Having my brother in town as a helper, we decided to brew a partigyle beer: 11 gallons of Imperial Stout and a 2nd-runnings Mild. I used the same recipe I came up with for the first beer in the Knob Creek barrel. That beer was outstanding after blending with 10 other people’s beer and barrel-aging; as I recall, mine was pretty good going into the barrel, too.
The recipe was a mix of a few credible recipes.
Brewed March 24, 2017:
Water: slightly under-softened my water compared to usual, and it worked – mash pH was 5.41 with no adjustments. 1 tsp lactic acid to the sparge water.
Brew day: Fun, relaxed brewday. We bottled 5 gallons of pilsner during the mash and let the mash run a little long, about 90 minutes at ~156F.
Here’s the recipe (below and on Brewtoad):
|Batch Size||Boil Time||IBU||SRM||Est. OG||Est. FG||ABV|
|12 gal||75 min|
|2-Row (US)||36.5 lbs||73.74|
|Munich Dark (DE)||3.5 lbs||7.07|
|Roasted Barley (US)||2 lbs||4.04|
|Chocolate (US)||1.4 lbs||2.83|
|Special B (BE)||1.4 lbs||2.83|
|Pale Chocolate (UK)||1.4 lbs||2.83|
|Brown Malt (UK)||1.3 lbs||2.63|
|Carastan 30L (UK)||1 lbs||2.02|
|Crystal 135L (UK)||1 lbs||2.02|
|Magnum (US)||6 oz||75 min||Boil||Leaf||13.2|
|East Kent Golding (UK)||3 oz||5 min||Boil||Leaf||5|
|Nottingham Ale Yeast||White Labs||78%||32°F - 32°F|
|Safale US-05||Fermentis||86%||32°F - 32°F|
2017-05-10: bottled Batch A, the US-05 half of the batch, after it stabilized for several weeks at 1.030 (down from 1.100 OG). Used 92g table sugar in 5.1 gal, aiming for 2.2 vol CO2. I messed up the bottling: I put in the spigot without o-rings, so it steadily leaked beer out. This necessitated pouring (!) the bucket out into another bucket, then back (!) for massive cold-side aeration.

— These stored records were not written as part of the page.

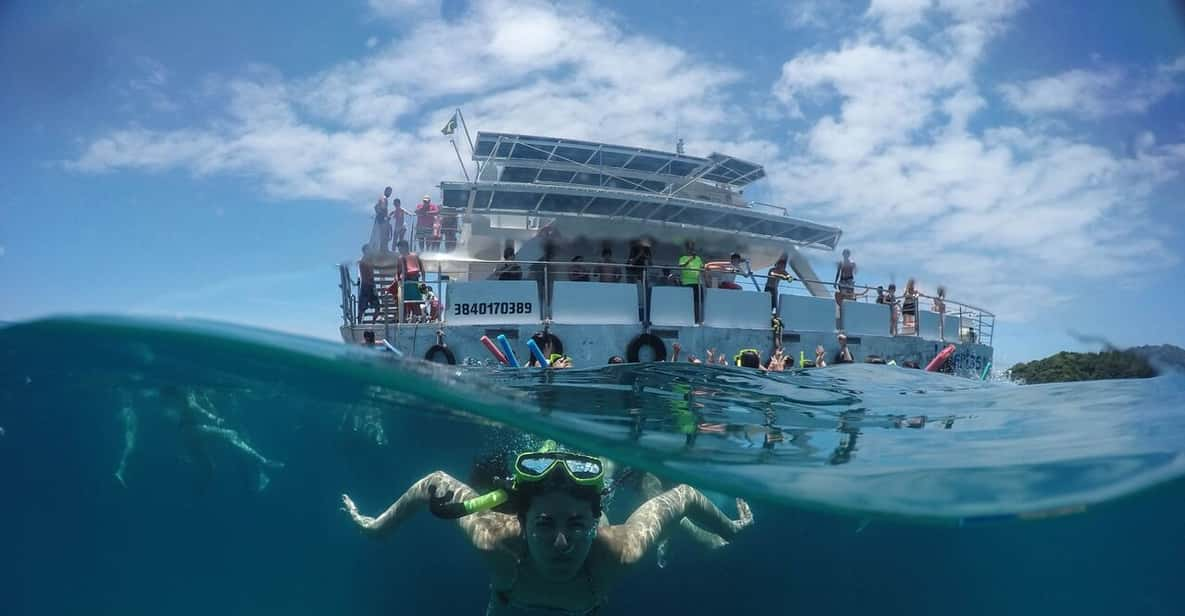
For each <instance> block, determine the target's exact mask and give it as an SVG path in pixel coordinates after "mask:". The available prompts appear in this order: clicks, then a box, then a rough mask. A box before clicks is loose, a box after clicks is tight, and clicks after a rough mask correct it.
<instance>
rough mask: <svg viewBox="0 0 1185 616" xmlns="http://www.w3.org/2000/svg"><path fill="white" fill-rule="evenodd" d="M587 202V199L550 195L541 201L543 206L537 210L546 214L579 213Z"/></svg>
mask: <svg viewBox="0 0 1185 616" xmlns="http://www.w3.org/2000/svg"><path fill="white" fill-rule="evenodd" d="M588 200H589V198H588V197H576V195H571V194H555V193H552V194H549V195H547V197H545V198H544V199H543V205H542V206H540V207H539V208H540V210H545V211H547V212H579V211H581V210H583V208H584V204H587V203H588Z"/></svg>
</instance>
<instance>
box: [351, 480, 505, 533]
mask: <svg viewBox="0 0 1185 616" xmlns="http://www.w3.org/2000/svg"><path fill="white" fill-rule="evenodd" d="M431 487H435V488H436V494H440V495H442V494H447V493H449V492H451V493H453V499H454V501H465V500H468V499H473V498H476V496H479V494H478V493H476V492H474V490H473V488H470V487H469V486H466V485H465V483H462V482H460V481H457V480H456V479H454V477H453V476H450V475H449V474H448V473H444V471H441V470H437V471H435V473H433V474H430V475H428V476H425V477H424V479H422V480H419V481H417V482H415V483H414V485H412V486H411V487H410V488H408V492H405V493H403V495H402V496H399V498H398V499H397V500H396V501H395V502H393V503H391V506H390V507H387V508H386V511H384V512H383V513H380V514H378V516H376V518H371V516H370V515H363V514H361V513H359V512H358V506H357V505H354V501H353V500H352V499H351V498H350V496H348V495H346V494H342V495H341V503H342V506H344V508H345V511H346V513H348V514H350V519H352V520H353V521H354V524H355V525H358V527H359V528H361V531H363V532H365V533H367V534H373V535H384V534H387V533H390V532H392V531H395V530H396V528H397V527H398V526H399V525H401V524H403V522H404V521H406V520H408V519H409V518H411V516H412V515H415V514H416V513H419V512H421V511H423V509H427V508H428V502H429V501H430V500H431V494H430V490H429V488H431ZM457 526H460V527H461V530H462V531H463V532H465V534H466V535H467V537H468V538H469V541H470V543H472V544H473V546H474V547H476V548H478V550H481V551H493V550H495V548H497V547H498V546H499V541H501V540H502V539H505V538H506V537H512V535H514V534H517V532H518V528H517V527H518V520H517V519H514V518H513V516H511V515H502V514H499V513H493V512H482V513H475V514H473V515H467V516H465V518H460V519H457ZM512 526H513V528H512Z"/></svg>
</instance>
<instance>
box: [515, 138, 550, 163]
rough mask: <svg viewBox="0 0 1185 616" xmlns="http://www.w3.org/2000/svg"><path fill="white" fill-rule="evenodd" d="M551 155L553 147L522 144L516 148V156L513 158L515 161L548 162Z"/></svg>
mask: <svg viewBox="0 0 1185 616" xmlns="http://www.w3.org/2000/svg"><path fill="white" fill-rule="evenodd" d="M550 155H551V146H543V147H540V146H538V145H536V143H526V142H520V143H519V147H517V148H514V154H513V155H512V156H511V158H514V159H526V160H546V159H547V156H550Z"/></svg>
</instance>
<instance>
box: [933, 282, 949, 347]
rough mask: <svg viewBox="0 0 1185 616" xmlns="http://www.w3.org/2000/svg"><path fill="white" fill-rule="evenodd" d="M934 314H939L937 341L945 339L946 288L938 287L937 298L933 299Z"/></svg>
mask: <svg viewBox="0 0 1185 616" xmlns="http://www.w3.org/2000/svg"><path fill="white" fill-rule="evenodd" d="M933 306H934V312H936V313H939V340H946V339H947V331H946V329H947V328H946V325H947V323H946V321H947V319H946V317H947V288H946V287H943V285H941V284H940V285H939V291H937V296H935V297H934V304H933Z"/></svg>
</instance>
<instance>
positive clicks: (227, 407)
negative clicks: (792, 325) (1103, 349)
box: [0, 319, 1185, 616]
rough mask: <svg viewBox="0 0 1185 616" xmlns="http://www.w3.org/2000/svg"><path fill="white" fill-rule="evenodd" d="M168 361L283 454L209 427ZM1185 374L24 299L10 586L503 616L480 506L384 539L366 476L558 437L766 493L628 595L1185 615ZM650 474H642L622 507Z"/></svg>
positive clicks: (70, 606) (9, 382) (148, 599)
mask: <svg viewBox="0 0 1185 616" xmlns="http://www.w3.org/2000/svg"><path fill="white" fill-rule="evenodd" d="M168 385H180V386H184V389H185V390H187V391H199V392H201V396H203V397H204V399H203V404H207V403H209V405H210V406H212V408H213V409H214V410H217V412H218V415H219V417H220V419H222V421H224V422H225V424H224V425H225V428H228V429H232V430H233V431H235V434H236V435H239V437H242V439H243V441H245V442H246V443H249V445H250V447H251V448H252V450H254V451H256V453H257V454H258V455H260V456H265V457H267V460H269V461H270V462H273V463H274V464H275V463H282V464H283V468H276V467H275V466H274V464H273V466H268V464H261V463H258V461H257V460H254V458H252V457H251V456H248V455H244V451H243V450H241V449H236V448H233V447H231V445H230V444H229V443H228V442H225V441H217V442H214V443H206V447H200V448H193V447H192V445H193V443H192V442H191V439H190V437H192V435H190V437H187V436H186V430H185V429H179V425H178V423H177V422H175V418H172V419H169V417H166V416H167V412H166V408H165V406H164V405H161V404H160V396H161V394H162V392H164V391H166V386H168ZM1183 392H1185V384H1183V380H1181V378H1180V377H1178V376H1166V377H1160V378H1155V379H1147V380H1139V381H1107V383H1085V384H1070V385H1048V386H1026V387H1018V386H1007V385H992V384H986V385H985V384H980V383H976V381H972V380H965V379H959V378H953V377H943V376H937V374H923V373H920V372H917V371H908V370H898V368H891V367H886V366H840V367H831V368H825V370H818V371H805V372H793V373H783V374H773V376H768V374H758V373H756V372H748V371H741V370H736V368H722V367H703V366H690V365H683V364H680V365H671V364H651V365H641V366H616V367H594V368H587V370H585V368H582V370H569V371H550V372H544V371H530V370H519V371H510V370H505V371H493V372H491V371H480V370H479V371H474V370H470V368H449V367H444V366H429V365H424V364H418V362H399V361H393V360H392V359H391V358H390V355H382V354H377V353H373V352H370V351H366V349H361V348H355V347H347V346H345V345H340V344H332V342H326V341H319V340H309V339H303V338H296V336H289V335H281V334H275V333H268V332H261V331H255V329H245V328H239V327H233V326H226V325H218V323H200V322H184V321H180V322H174V321H169V322H164V321H142V320H127V319H66V320H50V321H39V322H34V323H23V325H17V326H13V327H9V328H5V329H0V428H2V429H4V431H2V432H0V499H2V500H0V502H2V503H4V506H2V507H0V553H2V554H4V558H0V605H2V608H0V610H2V611H4V612H5V614H14V615H25V614H28V615H44V614H120V615H145V616H148V615H158V614H171V615H174V616H190V615H192V616H198V615H207V614H226V615H239V614H242V615H271V614H284V615H286V616H305V615H309V616H312V615H321V614H358V615H364V614H481V612H482V610H483V608H485V605H486V601H487V597H488V590H487V578H486V571H485V569H483V567H482V563H481V560H480V559H479V558H478V556H476V554H475V553H474V551H473V550H472V548H470V547H469V546H468V545H467V543H466V541H465V540H463V539H462V538H461V535H460V533H457V532H456V530H455V528H454V526H455V525H453V524H446V522H442V521H441V520H436V519H434V518H431V516H430V515H427V514H422V515H418V516H416V518H414V519H411V520H409V521H408V522H406V526H405V527H401V528H399V530H398V531H397V533H395V535H393V537H390V538H387V539H386V540H378V541H377V540H373V539H370V538H364V537H360V535H359V534H358V532H357V530H355V528H354V527H353V525H352V524H351V522H350V521H348V520H347V519H346V516H345V514H344V513H342V512H341V511H340V494H341V493H342V492H348V493H350V494H351V495H352V496H353V498H354V500H355V501H357V502H358V505H359V507H360V508H363V509H364V511H365V512H367V513H377V512H379V511H382V509H383V508H385V507H386V506H389V505H390V503H391V502H392V501H393V500H395V499H396V498H397V496H398V495H399V494H401V493H402V492H403V490H404V489H405V488H406V487H408V486H410V485H411V483H412V482H415V481H416V480H418V479H419V477H422V476H424V475H425V474H428V473H430V471H433V470H436V469H443V470H446V471H448V473H450V474H453V475H454V476H457V477H462V479H465V477H468V474H469V470H470V469H472V467H473V461H474V458H475V457H480V456H482V455H483V454H485V453H489V451H493V453H506V451H512V450H515V449H520V448H524V447H531V445H532V443H533V442H536V441H537V439H538V438H540V437H553V438H557V439H559V441H561V442H564V443H566V444H568V445H570V447H575V448H581V449H587V450H590V451H595V453H597V454H600V455H604V456H608V457H610V458H613V460H615V461H616V462H617V463H619V467H617V468H622V466H630V467H634V468H646V469H651V470H653V471H654V473H655V474H656V475H659V476H661V477H662V479H664V480H672V481H674V480H681V481H687V482H690V483H693V485H696V486H698V487H700V488H703V489H707V490H711V493H715V494H713V500H717V502H718V503H720V505H722V506H724V507H725V511H726V512H729V513H734V509H732V503H731V502H730V498H729V496H732V495H741V496H748V498H750V499H751V500H752V505H754V507H752V509H754V515H755V519H756V524H755V526H754V527H752V528H751V530H750V531H747V532H745V533H743V534H742V535H739V537H738V538H737V539H736V541H734V543H732V544H731V545H729V546H726V548H723V550H717V551H712V552H703V551H700V550H697V547H698V546H694V545H688V543H679V538H678V537H672V539H671V550H670V551H668V552H667V553H665V556H664V560H662V564H664V565H665V566H664V567H659V566H658V565H656V563H655V559H654V557H653V556H651V557H648V559H646V560H645V562H643V563H641V564H640V565H638V567H636V569H635V570H633V571H632V572H630V575H628V576H627V577H626V578H623V579H622V580H621V583H620V584H617V585H616V586H615V588H613V589H611V590H613V592H611V598H610V604H609V605H608V608H607V609H606V610H603V611H604V614H606V615H610V614H685V615H686V614H710V615H719V614H750V612H751V614H816V612H826V614H830V615H853V616H863V615H867V614H871V612H877V614H880V612H889V614H911V615H912V614H942V615H946V614H984V615H999V614H1033V615H1038V614H1039V615H1046V614H1052V612H1056V614H1067V612H1072V614H1076V615H1084V614H1100V615H1103V614H1115V612H1120V611H1130V610H1133V609H1138V610H1139V611H1140V614H1145V615H1152V614H1178V612H1179V611H1180V609H1179V607H1180V604H1181V603H1183V602H1185V585H1183V584H1181V583H1180V564H1181V563H1180V554H1181V551H1183V548H1185V506H1183V503H1185V499H1183V498H1181V495H1183V494H1185V481H1183V480H1181V479H1180V474H1181V450H1183V449H1185V437H1183V436H1185V432H1183V424H1185V421H1183V412H1181V410H1183V406H1185V405H1183V404H1181V402H1183ZM206 398H207V399H209V400H206ZM129 400H130V402H129ZM129 408H130V409H133V410H134V411H135V412H134V417H135V418H134V419H133V418H132V415H133V413H129V412H128V411H127V409H129ZM923 417H924V421H923V419H922V418H923ZM130 426H134V430H130V429H129V428H130ZM506 426H510V428H506ZM190 431H191V432H192V430H190ZM524 431H527V432H533V436H532V435H526V434H524ZM129 435H132V436H130V437H129ZM129 443H133V444H134V445H135V447H134V449H129V448H128V444H129ZM124 454H127V461H126V464H123V466H122V468H123V470H122V473H121V476H122V477H123V480H124V481H123V482H121V481H119V480H117V479H116V476H115V474H116V473H117V471H119V469H120V468H121V462H120V461H121V458H122V456H123V455H124ZM261 473H265V474H267V475H268V477H269V480H268V481H261V477H260V474H261ZM1122 495H1130V498H1122V499H1121V498H1119V496H1122ZM640 499H641V495H640V494H639V493H638V490H636V488H635V487H633V486H630V485H629V482H623V483H621V485H620V487H619V489H617V490H615V494H614V495H613V499H611V502H609V506H608V515H609V518H610V521H613V522H621V521H623V519H624V516H626V515H628V514H629V512H630V511H633V507H634V506H636V503H638V502H640ZM1063 513H1080V514H1077V515H1056V514H1063ZM885 514H891V515H885ZM1018 514H1021V515H1023V516H1021V515H1018ZM1043 515H1045V516H1049V518H1048V519H1044V520H1042V521H1023V519H1024V518H1040V516H1043ZM931 521H940V522H957V524H929V522H931ZM920 522H922V524H920ZM972 522H985V524H972ZM997 522H998V524H997Z"/></svg>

2017-06-02: racked Batch B, the Nottingham half of the batch, to a carboy (after 1.5 months in a primary bucket), added 2 pieces of bourbon barrel stave. It had soaked in a jar of Ancient Age 10* bourbon for most of a year, but given that these staves infected the last batch I used them in, I steamed the stave pieces for several minutes before adding them this time – which leached out color and aroma into the steaming water.
2017-08-01: with a little more fermentation after racking, plus the addition of the bourbon itself that the oak had soaked in, Batch B’s gravity dropped to 1.014, about 11+% alcohol (not exactly, given the addition of alcohol). Kegged and served. There’s a hot alcoholic note.
Neither beer is as good as the original Knob Creek barrel. Batch A is nondescript, and Batch B tastes like booze, not oak, and is too strong. I should know better than to pour in the soaking bourbon.